Asserting container health when using docker with ansible

When using Docker with Ansible, the docker_container and docker_compose modules are usually used to manage containers. While these modules work fine and provide a lot of options, the Ansible task itself will only check if this specific task was successful or not. This means it will only check for valid inputs and if the container was started or not. It will not check if the container is actually in a healthy state after starting up.

This is an issue when trusting your build pipeline that the job has actually properly succeeded, i.e., that a healthy container is doing its job now. What you really want is that Ansible is also asserting the healthiness of the container after startup. And failing the playbook if the container is not healthy.

To achieve this, two components are necessary:

Docker container healthcheck

Many containers do not have a healthcheck built-in. Yet often, their underlying service provides an API endpoint to check the health of the service. For example, a webserver might provide an endpoint /health that returns a 200 OK if the service is healthy and a 500 Internal Server Error if the service is not healthy. Look out for the (healthy) suffix in the container overview to check if there is a healthcheck in place already. If not, try to add one yourself.

Ansible task to check container health

Now, the important part: The following docker_container_info task will check whether the State.Health.Status field of the container is healthy or not. As configured, it will retry this check 15 times, with a delay of 10 seconds between each check.

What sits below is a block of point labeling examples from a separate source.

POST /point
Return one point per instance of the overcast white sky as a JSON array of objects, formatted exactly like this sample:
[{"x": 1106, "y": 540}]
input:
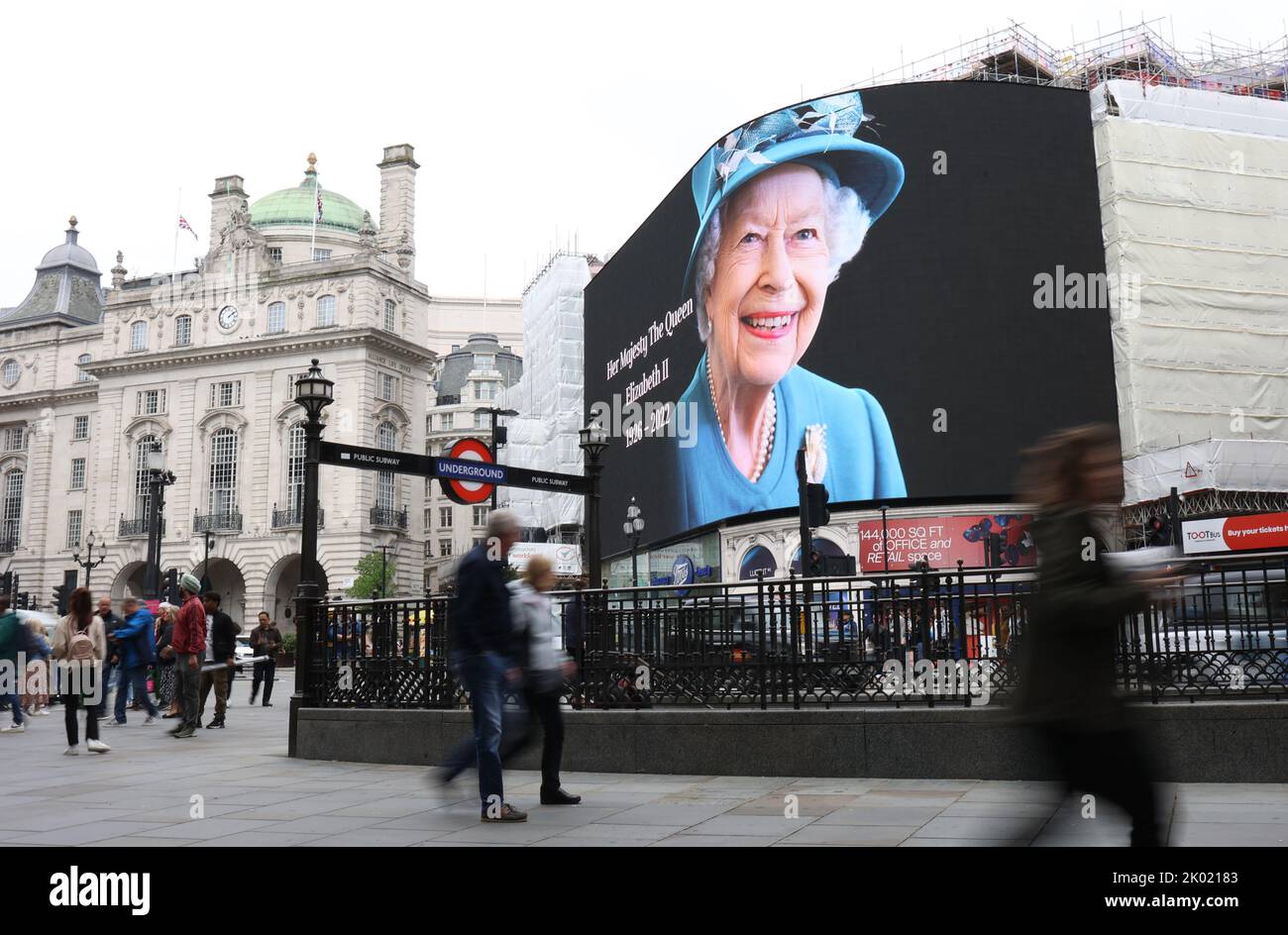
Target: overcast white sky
[{"x": 531, "y": 121}]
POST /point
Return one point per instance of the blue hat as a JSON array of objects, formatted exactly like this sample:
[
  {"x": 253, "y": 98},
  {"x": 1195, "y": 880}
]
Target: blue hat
[{"x": 820, "y": 134}]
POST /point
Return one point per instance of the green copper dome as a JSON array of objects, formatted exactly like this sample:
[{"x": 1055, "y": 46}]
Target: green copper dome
[{"x": 296, "y": 206}]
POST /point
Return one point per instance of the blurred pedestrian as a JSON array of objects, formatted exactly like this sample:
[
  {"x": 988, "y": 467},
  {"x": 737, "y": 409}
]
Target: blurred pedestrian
[
  {"x": 137, "y": 649},
  {"x": 80, "y": 647},
  {"x": 13, "y": 646},
  {"x": 1067, "y": 673},
  {"x": 220, "y": 659},
  {"x": 266, "y": 642},
  {"x": 35, "y": 698},
  {"x": 165, "y": 666},
  {"x": 545, "y": 668},
  {"x": 482, "y": 640},
  {"x": 110, "y": 622},
  {"x": 187, "y": 647}
]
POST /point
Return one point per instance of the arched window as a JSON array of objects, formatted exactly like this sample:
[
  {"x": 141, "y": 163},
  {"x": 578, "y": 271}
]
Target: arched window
[
  {"x": 223, "y": 472},
  {"x": 275, "y": 317},
  {"x": 386, "y": 438},
  {"x": 326, "y": 311},
  {"x": 295, "y": 468},
  {"x": 141, "y": 475},
  {"x": 13, "y": 484}
]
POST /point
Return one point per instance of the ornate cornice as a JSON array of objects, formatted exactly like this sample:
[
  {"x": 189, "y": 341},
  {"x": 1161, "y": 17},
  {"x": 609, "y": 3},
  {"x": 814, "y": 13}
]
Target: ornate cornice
[{"x": 265, "y": 347}]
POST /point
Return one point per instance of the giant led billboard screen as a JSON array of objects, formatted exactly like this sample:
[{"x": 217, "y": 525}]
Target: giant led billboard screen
[{"x": 907, "y": 282}]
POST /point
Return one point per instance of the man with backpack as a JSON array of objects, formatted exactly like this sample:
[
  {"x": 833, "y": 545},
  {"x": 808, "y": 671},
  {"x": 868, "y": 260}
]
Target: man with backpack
[{"x": 136, "y": 647}]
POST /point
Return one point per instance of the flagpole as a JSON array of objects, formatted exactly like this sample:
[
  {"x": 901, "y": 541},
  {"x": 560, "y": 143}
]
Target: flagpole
[
  {"x": 174, "y": 254},
  {"x": 313, "y": 240}
]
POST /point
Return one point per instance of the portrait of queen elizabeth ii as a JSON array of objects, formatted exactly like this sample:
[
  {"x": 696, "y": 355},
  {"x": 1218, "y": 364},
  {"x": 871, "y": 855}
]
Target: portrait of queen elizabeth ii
[{"x": 784, "y": 204}]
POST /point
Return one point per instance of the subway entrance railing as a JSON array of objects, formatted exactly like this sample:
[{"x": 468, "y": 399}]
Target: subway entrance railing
[{"x": 921, "y": 638}]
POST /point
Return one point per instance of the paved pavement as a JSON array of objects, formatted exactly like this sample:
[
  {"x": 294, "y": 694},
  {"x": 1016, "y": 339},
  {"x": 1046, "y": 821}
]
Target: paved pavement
[{"x": 253, "y": 794}]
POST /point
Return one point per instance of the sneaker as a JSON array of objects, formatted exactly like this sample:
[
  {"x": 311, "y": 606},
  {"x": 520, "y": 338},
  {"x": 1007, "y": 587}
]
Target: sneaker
[
  {"x": 558, "y": 797},
  {"x": 507, "y": 814}
]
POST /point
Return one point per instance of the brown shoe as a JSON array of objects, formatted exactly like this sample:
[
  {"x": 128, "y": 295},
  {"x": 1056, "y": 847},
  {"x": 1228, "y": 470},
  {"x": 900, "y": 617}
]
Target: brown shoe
[{"x": 507, "y": 814}]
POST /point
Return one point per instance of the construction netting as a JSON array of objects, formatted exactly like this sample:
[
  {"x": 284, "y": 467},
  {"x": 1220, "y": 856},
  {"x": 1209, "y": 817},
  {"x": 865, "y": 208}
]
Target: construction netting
[
  {"x": 1194, "y": 207},
  {"x": 549, "y": 395}
]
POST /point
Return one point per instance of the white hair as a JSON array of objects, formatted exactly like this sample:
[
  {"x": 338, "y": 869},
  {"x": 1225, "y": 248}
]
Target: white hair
[{"x": 846, "y": 222}]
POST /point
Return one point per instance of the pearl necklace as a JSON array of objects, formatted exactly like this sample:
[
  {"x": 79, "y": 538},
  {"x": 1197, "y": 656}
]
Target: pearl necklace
[{"x": 765, "y": 443}]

- name: Assert container health
  community.docker.docker_container_info:
    name: "<your container name>"
  until: "container_info.container.State.Health.Status == 'healthy'"
  register: container_info
  retries: 15
  delay: 10

When starting up, most healthchecks take a while to become “healthy”. But once this state is reached, you can be sure that the container is in a healthy state and the playbook can safely continue. If not, your playbook will fail after the last retry failed, and you will notice that something is wrong with your container.